Society is undergoing a revolutionary transformation in the way it communicates and interacts, and it is taking technology along with it.
Digital transformation is driven by cultural changes seen rarely in recorded history — replacement of scrolls by edge-sewn or “codex” books, instant voice communications via the telephone, and voice and visual transmission via radio and television.
Not everything qualifies as a transformative change. For example, early computers that weren’t much more capable than electric accounting machines would not.
Digital transformation brings with it change at every level of organizations, from the executive boardroom, to middle management, to the workforce, to the customer base and beyond.
Sometimes Top-Down Approaches Work
Digital transformation must flow from the top. The initiative must come from the highest levels, from those who establish strategic directions and who hold the authority to grant and fund major change.

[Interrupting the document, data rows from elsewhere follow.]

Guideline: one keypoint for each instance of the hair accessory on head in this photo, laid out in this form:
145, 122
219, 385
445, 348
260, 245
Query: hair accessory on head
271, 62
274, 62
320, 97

Without this strategic foundation, the process will likely become a series of disconnected — and often antagonistic — technology efforts by different parts of the organization, yielding some tactical improvements but failing to support the widespread change that is the key to true digital transformation.
This isn’t an easy concept for many bottom-line oriented executives to understand. The popular concept of “management buy-in” actually reverses the process, with executive management getting behind initiatives developed and presented from below.
While things can sometimes work that way, the result is too often more tactical and limited than should be the case with digital transformation.
The Role of the CIO in Digital Transformation
For many organizations, the Chief Information Officer (CIO) can play a key role in helping the boardroom develop the strategy.
Organizations that don’t have a CIO should get one. And those whose CIO is merely a technologist with a different label will need to augment the position with a staff that understands the cultural changes underlying digital transformation.
For example, a Chief Strategy Officer (CSO) can be a valuable addition to an organization’s executive staff. And the Chief Marketing Officer (CMO) is a valuable resource when it comes to understanding changes from the customer side.
Learning Opportunities
Properly staffed and directed, all of these positions — CIO, CSO and CMO — help an organization balance the cultural, strategic and technical aspects of their operations and planning for digital transformation.
Long-Term Planning, With a Whole New Meaning
Organizations generally don’t like planning for realities they can't predict.
Digital transformation doesn't offer that luxury. It requires new, over-the-horizon thinking. We can’t predict exactly how the connected world will shake out over the next several decades, but organizations must still develop their digital strategies on this kind of timeline, based on the best researched and educated guesses they can make.
This is never easy: Fred Smith, for example, lost nearly all of the $70 million in venture capital he had attracted before bringing Federal Express into the black, and Tom Monaghan couldn’t have seen what Domino’s Pizza would become when he borrowed $900 to purchase a small pizza store — named DomiNick’s — to help pay for his education.
But it is just this kind of visionary thinking that businesses will need to plan and execute a successful digital transformation strategy, with the knowledge that the benefits won’t be immediate and may be difficult to identify when they materialize.
Jeff Bezos started Amazon with an admission that profitability, if it occurred at all, would be at least five years down the line. Amazon made its first profit of $.01 per share nearly seven years later.
Executing a Digital Transformation Vision
Once the business has executive support for transformational change, it must tackle three broad dimensions of transformation. These three dimensions, and their relationship with one and other, are the key to understanding digital transformation's importance and will offer clues on how to approach it:
- Customers and users are demanding more direct digital interaction with each other and with the organizations in their lives. People have an active and direct relationship to technology, and they want to continue and control that relationship as they live, work and buy. Even if the organization doesn’t have a social media page, it is living in and must deal with a social media world. While technologists often see themselves as the drivers of changes like these, that's not often the case. At its core, this is human behavior. And while organizations will face challenges getting technologists to share their preeminence with human factors experts, it is a must.
- Users want more and more of their relationships with businesses concentrated in one place — and it's usually their mobile device. Shopping, buying, returning, troubleshooting, even repair in some cases — users expect all of these (and more) when they log on, wherever they log on. Answering these customer demands requires cooperation among the organization’s previously separate automated sectors. Among these requirements is a need for interoperability, at a level which many organization are unprepared.
- As technology vendors rapidly organize their research and productization to put more digital devices and applications in peoples’ hands, firms that have traditionally focused their automation efforts on internal productivity are being forced to turn those efforts outward to their digital presence with users. The days of impressing users at anything online are long gone, replaced by a community much more demanding and difficult to impress… and hold onto.
Digital transformation, properly understood, offers us a rare opportunity to be part of — and to profit from — a major change in human society, if we can see it for what it is and give it the attention it demands.